A Bivalve Biomineralization Toolbox

Abstract

Mollusc shells are a result of the deposition of crystalline and amorphous calcite catalyzed by enzymes and shell matrix proteins (SMP). Developing a detailed understanding of bivalve mollusc biomineralization pathways is complicated not only by the multiplicity of shell forms and microstructures in this class, but also by the evolution of associated proteins by domain co-option and domain shuffling. In spite of this, a minimal biomineralization toolbox comprising proteins and protein domains critical for shell production across species has been identified. Using a matched pair design to reduce experimental noise from inter-individual variation, combined with damage-repair experiments and a database of biomineralization SMPs derived from published works, proteins were identified that are likely to be involved in shell calcification. Eighteen new, shared proteins likely to be involved in the processes related to the calcification of shells were identified by the analysis of genes expressed during repair in Crassostrea gigas, Mytilus edulis, and Pecten maximus. Genes involved in ion transport were also identified as potentially involved in calcification either via the maintenance of cell acid-base balance or transport of critical ions to the extrapallial space, the site of shell assembly. These data expand the number of candidate biomineralization proteins in bivalve molluscs for future functional studies and define a minimal functional protein domain set required to produce solid microstructures from soluble calcium carbonate. This is important for understanding molluscan shell evolution, the likely impacts of environmental change on biomineralization processes, materials science, and biomimicry research.

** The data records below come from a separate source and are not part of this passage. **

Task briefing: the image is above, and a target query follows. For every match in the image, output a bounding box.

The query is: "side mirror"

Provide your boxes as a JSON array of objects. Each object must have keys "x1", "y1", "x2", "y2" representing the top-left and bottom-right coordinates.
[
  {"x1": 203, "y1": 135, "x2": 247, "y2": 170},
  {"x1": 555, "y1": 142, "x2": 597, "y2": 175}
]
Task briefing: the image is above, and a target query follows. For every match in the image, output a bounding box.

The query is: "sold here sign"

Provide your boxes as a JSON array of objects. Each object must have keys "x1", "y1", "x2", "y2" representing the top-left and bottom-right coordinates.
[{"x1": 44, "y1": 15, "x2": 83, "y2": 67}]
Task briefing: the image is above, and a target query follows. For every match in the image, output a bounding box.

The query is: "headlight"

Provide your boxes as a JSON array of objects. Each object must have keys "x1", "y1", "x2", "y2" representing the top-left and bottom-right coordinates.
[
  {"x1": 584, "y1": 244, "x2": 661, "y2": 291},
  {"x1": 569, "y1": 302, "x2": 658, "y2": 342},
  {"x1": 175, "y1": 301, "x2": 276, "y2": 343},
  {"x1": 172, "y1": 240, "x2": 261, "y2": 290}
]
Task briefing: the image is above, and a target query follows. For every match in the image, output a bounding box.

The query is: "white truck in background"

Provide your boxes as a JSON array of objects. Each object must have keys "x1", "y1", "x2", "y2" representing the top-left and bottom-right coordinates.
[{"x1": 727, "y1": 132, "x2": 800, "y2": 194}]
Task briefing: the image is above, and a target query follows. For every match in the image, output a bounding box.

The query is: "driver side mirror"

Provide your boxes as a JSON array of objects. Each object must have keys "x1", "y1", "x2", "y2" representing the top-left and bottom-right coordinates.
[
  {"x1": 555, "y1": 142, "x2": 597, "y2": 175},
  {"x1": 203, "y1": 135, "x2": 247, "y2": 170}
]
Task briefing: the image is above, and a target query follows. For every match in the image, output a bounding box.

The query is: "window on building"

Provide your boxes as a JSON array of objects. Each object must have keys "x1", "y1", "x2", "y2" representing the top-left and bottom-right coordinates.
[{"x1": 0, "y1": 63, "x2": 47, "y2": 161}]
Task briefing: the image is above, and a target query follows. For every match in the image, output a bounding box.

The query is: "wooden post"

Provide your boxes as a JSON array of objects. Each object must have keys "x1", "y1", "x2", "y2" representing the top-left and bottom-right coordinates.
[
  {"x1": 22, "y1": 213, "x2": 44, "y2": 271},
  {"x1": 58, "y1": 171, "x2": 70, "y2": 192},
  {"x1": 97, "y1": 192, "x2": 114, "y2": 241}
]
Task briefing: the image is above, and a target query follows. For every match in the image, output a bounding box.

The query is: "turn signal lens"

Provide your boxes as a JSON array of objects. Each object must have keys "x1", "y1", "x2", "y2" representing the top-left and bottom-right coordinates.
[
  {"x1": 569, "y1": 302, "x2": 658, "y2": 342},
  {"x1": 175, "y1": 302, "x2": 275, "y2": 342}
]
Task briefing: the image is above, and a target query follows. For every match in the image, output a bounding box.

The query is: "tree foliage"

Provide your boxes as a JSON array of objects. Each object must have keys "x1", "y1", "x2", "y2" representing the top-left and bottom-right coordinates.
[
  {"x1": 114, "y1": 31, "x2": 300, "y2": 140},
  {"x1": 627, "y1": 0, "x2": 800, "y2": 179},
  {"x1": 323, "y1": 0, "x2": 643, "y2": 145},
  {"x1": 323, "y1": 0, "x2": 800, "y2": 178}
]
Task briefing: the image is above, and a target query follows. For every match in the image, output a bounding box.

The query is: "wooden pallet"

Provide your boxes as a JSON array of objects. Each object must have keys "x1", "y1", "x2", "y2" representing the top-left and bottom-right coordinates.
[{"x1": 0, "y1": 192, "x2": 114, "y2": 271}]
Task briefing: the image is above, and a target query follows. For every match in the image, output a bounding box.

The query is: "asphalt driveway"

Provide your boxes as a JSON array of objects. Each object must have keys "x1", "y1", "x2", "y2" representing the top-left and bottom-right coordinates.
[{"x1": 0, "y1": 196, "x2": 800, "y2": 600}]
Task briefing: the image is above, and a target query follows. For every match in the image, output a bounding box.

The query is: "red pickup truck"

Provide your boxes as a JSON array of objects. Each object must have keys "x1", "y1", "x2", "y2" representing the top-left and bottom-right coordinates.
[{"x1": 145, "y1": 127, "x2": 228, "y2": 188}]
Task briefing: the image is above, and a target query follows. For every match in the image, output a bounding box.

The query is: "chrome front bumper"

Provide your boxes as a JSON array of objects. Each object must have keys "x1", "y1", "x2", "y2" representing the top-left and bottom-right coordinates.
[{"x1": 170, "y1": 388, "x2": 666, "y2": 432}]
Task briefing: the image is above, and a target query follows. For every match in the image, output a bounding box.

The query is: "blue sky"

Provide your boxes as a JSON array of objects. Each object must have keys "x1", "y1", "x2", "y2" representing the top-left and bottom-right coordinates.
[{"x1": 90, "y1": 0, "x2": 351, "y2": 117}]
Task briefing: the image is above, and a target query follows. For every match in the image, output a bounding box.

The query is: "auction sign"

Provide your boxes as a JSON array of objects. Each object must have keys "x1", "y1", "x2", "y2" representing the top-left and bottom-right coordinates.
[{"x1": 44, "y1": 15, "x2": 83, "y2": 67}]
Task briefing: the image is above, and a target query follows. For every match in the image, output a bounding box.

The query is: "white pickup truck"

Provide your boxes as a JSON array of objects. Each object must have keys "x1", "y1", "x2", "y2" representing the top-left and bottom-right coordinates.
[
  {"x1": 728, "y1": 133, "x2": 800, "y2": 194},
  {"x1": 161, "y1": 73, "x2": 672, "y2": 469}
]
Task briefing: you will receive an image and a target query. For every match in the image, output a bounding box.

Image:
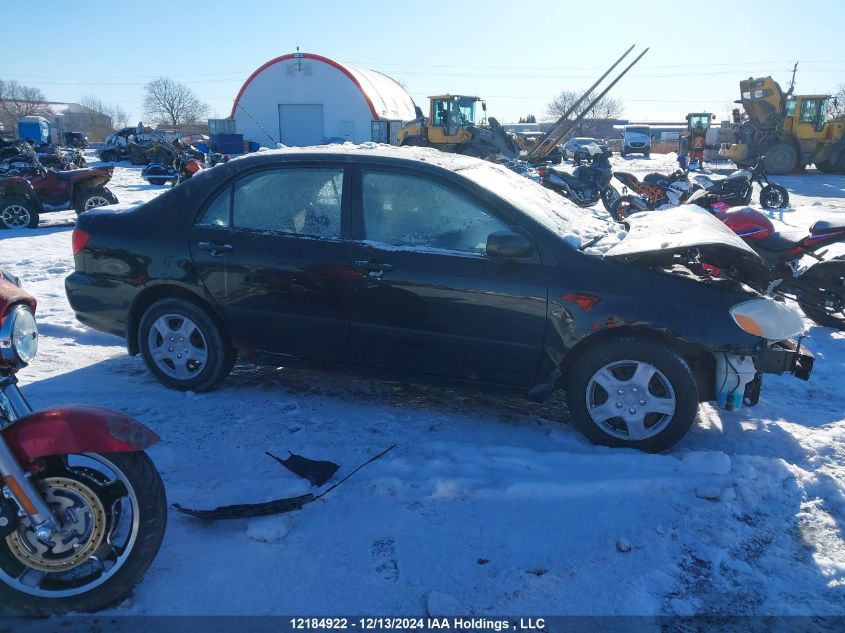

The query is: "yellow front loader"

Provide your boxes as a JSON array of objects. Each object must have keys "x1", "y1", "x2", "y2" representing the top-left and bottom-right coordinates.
[
  {"x1": 396, "y1": 94, "x2": 523, "y2": 160},
  {"x1": 719, "y1": 77, "x2": 845, "y2": 174}
]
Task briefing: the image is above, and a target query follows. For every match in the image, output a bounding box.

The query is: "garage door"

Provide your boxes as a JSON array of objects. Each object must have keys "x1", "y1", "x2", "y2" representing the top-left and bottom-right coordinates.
[{"x1": 279, "y1": 103, "x2": 325, "y2": 147}]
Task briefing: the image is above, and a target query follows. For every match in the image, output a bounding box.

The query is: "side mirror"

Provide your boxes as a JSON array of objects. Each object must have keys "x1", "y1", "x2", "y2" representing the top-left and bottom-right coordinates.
[{"x1": 487, "y1": 231, "x2": 534, "y2": 259}]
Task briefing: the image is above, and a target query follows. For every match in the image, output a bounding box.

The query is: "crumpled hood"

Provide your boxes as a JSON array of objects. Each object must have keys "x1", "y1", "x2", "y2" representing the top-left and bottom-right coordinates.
[{"x1": 604, "y1": 205, "x2": 769, "y2": 291}]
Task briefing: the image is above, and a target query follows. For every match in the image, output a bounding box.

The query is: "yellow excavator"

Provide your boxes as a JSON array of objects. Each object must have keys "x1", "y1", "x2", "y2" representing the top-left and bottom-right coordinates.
[
  {"x1": 719, "y1": 69, "x2": 845, "y2": 174},
  {"x1": 396, "y1": 46, "x2": 648, "y2": 162}
]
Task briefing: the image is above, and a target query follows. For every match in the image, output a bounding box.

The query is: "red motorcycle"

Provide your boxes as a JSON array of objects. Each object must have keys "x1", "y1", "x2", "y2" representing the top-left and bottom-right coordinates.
[
  {"x1": 0, "y1": 271, "x2": 167, "y2": 615},
  {"x1": 689, "y1": 192, "x2": 845, "y2": 330}
]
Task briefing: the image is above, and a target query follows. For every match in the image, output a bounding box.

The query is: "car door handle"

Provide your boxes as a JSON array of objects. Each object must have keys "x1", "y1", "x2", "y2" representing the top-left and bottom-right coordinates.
[
  {"x1": 353, "y1": 259, "x2": 393, "y2": 273},
  {"x1": 353, "y1": 259, "x2": 393, "y2": 279},
  {"x1": 197, "y1": 242, "x2": 234, "y2": 257}
]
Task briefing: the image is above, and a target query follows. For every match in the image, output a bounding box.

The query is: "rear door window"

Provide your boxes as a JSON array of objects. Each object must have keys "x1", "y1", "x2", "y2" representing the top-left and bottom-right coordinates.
[
  {"x1": 198, "y1": 187, "x2": 232, "y2": 226},
  {"x1": 362, "y1": 172, "x2": 509, "y2": 255},
  {"x1": 231, "y1": 167, "x2": 343, "y2": 240}
]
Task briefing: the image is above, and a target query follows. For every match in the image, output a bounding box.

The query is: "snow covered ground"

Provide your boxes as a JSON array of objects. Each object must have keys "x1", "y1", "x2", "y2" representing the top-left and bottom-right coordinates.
[{"x1": 0, "y1": 147, "x2": 845, "y2": 616}]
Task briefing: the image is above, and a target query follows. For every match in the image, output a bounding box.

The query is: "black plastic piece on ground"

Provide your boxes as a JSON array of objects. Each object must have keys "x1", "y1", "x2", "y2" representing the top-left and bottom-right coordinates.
[{"x1": 264, "y1": 451, "x2": 340, "y2": 488}]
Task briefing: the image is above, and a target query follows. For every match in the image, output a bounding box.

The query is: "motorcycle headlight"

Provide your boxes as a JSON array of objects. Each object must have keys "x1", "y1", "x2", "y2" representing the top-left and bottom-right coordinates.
[
  {"x1": 0, "y1": 305, "x2": 38, "y2": 367},
  {"x1": 730, "y1": 299, "x2": 804, "y2": 341}
]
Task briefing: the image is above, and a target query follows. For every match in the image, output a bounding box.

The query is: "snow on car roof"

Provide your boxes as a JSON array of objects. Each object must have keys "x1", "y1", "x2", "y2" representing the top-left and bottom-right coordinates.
[{"x1": 241, "y1": 143, "x2": 615, "y2": 247}]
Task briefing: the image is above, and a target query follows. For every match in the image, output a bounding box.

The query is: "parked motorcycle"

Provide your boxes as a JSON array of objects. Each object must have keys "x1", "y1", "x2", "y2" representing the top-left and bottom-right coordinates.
[
  {"x1": 537, "y1": 147, "x2": 619, "y2": 212},
  {"x1": 0, "y1": 271, "x2": 167, "y2": 615},
  {"x1": 689, "y1": 190, "x2": 845, "y2": 330},
  {"x1": 695, "y1": 156, "x2": 789, "y2": 209},
  {"x1": 608, "y1": 169, "x2": 701, "y2": 222}
]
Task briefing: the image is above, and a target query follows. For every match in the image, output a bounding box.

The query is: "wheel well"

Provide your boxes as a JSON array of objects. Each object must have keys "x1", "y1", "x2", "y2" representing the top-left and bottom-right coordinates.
[
  {"x1": 126, "y1": 284, "x2": 231, "y2": 356},
  {"x1": 555, "y1": 326, "x2": 716, "y2": 402}
]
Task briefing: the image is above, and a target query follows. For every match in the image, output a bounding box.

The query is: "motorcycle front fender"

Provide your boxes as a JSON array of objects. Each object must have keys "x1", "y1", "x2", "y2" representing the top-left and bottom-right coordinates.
[{"x1": 0, "y1": 405, "x2": 159, "y2": 464}]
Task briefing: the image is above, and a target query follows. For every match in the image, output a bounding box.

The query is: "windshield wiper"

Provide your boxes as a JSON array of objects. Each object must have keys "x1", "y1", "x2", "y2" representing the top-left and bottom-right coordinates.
[{"x1": 578, "y1": 233, "x2": 607, "y2": 251}]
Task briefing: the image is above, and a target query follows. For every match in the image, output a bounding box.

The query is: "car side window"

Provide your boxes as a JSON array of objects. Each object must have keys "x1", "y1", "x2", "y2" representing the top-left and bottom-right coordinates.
[
  {"x1": 198, "y1": 187, "x2": 232, "y2": 226},
  {"x1": 232, "y1": 167, "x2": 343, "y2": 240},
  {"x1": 362, "y1": 171, "x2": 509, "y2": 255}
]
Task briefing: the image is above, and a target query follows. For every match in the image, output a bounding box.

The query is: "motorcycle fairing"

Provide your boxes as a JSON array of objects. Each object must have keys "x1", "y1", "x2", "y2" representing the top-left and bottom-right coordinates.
[
  {"x1": 604, "y1": 205, "x2": 769, "y2": 290},
  {"x1": 0, "y1": 405, "x2": 159, "y2": 463}
]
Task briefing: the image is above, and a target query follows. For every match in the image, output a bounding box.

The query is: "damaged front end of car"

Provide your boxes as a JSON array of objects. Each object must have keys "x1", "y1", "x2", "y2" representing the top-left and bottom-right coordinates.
[{"x1": 604, "y1": 207, "x2": 814, "y2": 411}]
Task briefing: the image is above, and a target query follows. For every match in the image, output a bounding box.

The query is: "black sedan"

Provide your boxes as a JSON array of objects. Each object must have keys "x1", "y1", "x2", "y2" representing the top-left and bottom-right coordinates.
[{"x1": 66, "y1": 146, "x2": 812, "y2": 451}]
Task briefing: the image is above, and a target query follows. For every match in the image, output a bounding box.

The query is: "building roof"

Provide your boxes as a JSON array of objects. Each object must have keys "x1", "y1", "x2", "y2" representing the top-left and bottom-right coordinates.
[
  {"x1": 229, "y1": 53, "x2": 416, "y2": 121},
  {"x1": 46, "y1": 101, "x2": 100, "y2": 116}
]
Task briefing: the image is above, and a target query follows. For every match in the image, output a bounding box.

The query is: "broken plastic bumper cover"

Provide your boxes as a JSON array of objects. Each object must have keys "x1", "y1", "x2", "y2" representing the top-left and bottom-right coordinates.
[
  {"x1": 173, "y1": 444, "x2": 396, "y2": 521},
  {"x1": 756, "y1": 341, "x2": 815, "y2": 380}
]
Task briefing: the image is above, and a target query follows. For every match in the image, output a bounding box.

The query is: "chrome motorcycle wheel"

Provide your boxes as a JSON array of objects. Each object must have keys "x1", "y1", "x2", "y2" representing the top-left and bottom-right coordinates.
[{"x1": 0, "y1": 452, "x2": 167, "y2": 615}]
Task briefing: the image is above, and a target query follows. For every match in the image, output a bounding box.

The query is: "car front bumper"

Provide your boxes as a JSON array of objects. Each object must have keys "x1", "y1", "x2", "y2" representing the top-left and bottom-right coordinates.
[
  {"x1": 756, "y1": 341, "x2": 815, "y2": 380},
  {"x1": 743, "y1": 340, "x2": 815, "y2": 407}
]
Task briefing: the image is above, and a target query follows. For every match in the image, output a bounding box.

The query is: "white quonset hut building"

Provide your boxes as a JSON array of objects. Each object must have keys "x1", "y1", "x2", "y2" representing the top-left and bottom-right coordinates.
[{"x1": 230, "y1": 53, "x2": 416, "y2": 147}]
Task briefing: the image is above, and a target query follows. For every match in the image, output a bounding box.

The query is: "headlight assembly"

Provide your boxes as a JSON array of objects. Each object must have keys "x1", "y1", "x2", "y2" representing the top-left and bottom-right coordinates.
[
  {"x1": 730, "y1": 299, "x2": 804, "y2": 341},
  {"x1": 0, "y1": 305, "x2": 38, "y2": 367}
]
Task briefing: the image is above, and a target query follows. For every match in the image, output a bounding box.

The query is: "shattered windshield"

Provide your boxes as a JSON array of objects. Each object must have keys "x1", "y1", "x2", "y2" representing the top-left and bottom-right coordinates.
[{"x1": 455, "y1": 162, "x2": 619, "y2": 248}]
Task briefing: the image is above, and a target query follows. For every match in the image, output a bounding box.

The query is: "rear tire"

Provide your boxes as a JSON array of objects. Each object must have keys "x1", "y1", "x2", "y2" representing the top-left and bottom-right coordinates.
[
  {"x1": 798, "y1": 257, "x2": 845, "y2": 330},
  {"x1": 0, "y1": 198, "x2": 38, "y2": 229},
  {"x1": 609, "y1": 196, "x2": 642, "y2": 222},
  {"x1": 763, "y1": 143, "x2": 798, "y2": 175},
  {"x1": 760, "y1": 185, "x2": 789, "y2": 209},
  {"x1": 601, "y1": 185, "x2": 620, "y2": 213},
  {"x1": 138, "y1": 299, "x2": 235, "y2": 391},
  {"x1": 566, "y1": 335, "x2": 698, "y2": 453}
]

Keywords: Crassostrea gigas; Mytilus edulis; Pecten maximus; biomineralization; damage-repair; transcriptomics.

Fig. 1.

The four pairwise comparisons carried out in the damage-repair experiment.

Fig. 2.

Expression profiles of contigs with strong sequence similarity to SMPs. (a) Pecten maximus, (b) Crassostrea gigas, and (c) Mytilus edulis.

Fig. 3.

Expression patterns of SMPs and domains found in the mantle transcriptomes. Key: CM/ME: SMPs highly expressed in the central mantle (CM) or mantle edge (ME); **: FDR of at least 0.05; UP/DW/V: SMPs up-regulated (UP), down-regulated (DW), or variable (V) during repair in the central mantle of the damaged valve; P and blue shading: Putative shell proteins with no sequence similarity to, but with similar functional domains to known SMPs; Pink shading: differentially expressed contigs with sequence similarity to both SMPs and hemocyte ESTs.

Fig. 4.

Domains identified in the proteins predicted from differentially expressed contigs following damage-repair in the central mantle. Domains in black were previously identified in shell proteomes (Arivalagan et al. 2017); those in red were common among more species than was detected in the shell proteome alone.

Fig. 5.

Expression profiles of contigs with strong sequence similarity to transmembrane transporters. (a) Pecten maximus, (b) Crassostrea gigas, and (c) Mytilus edulis.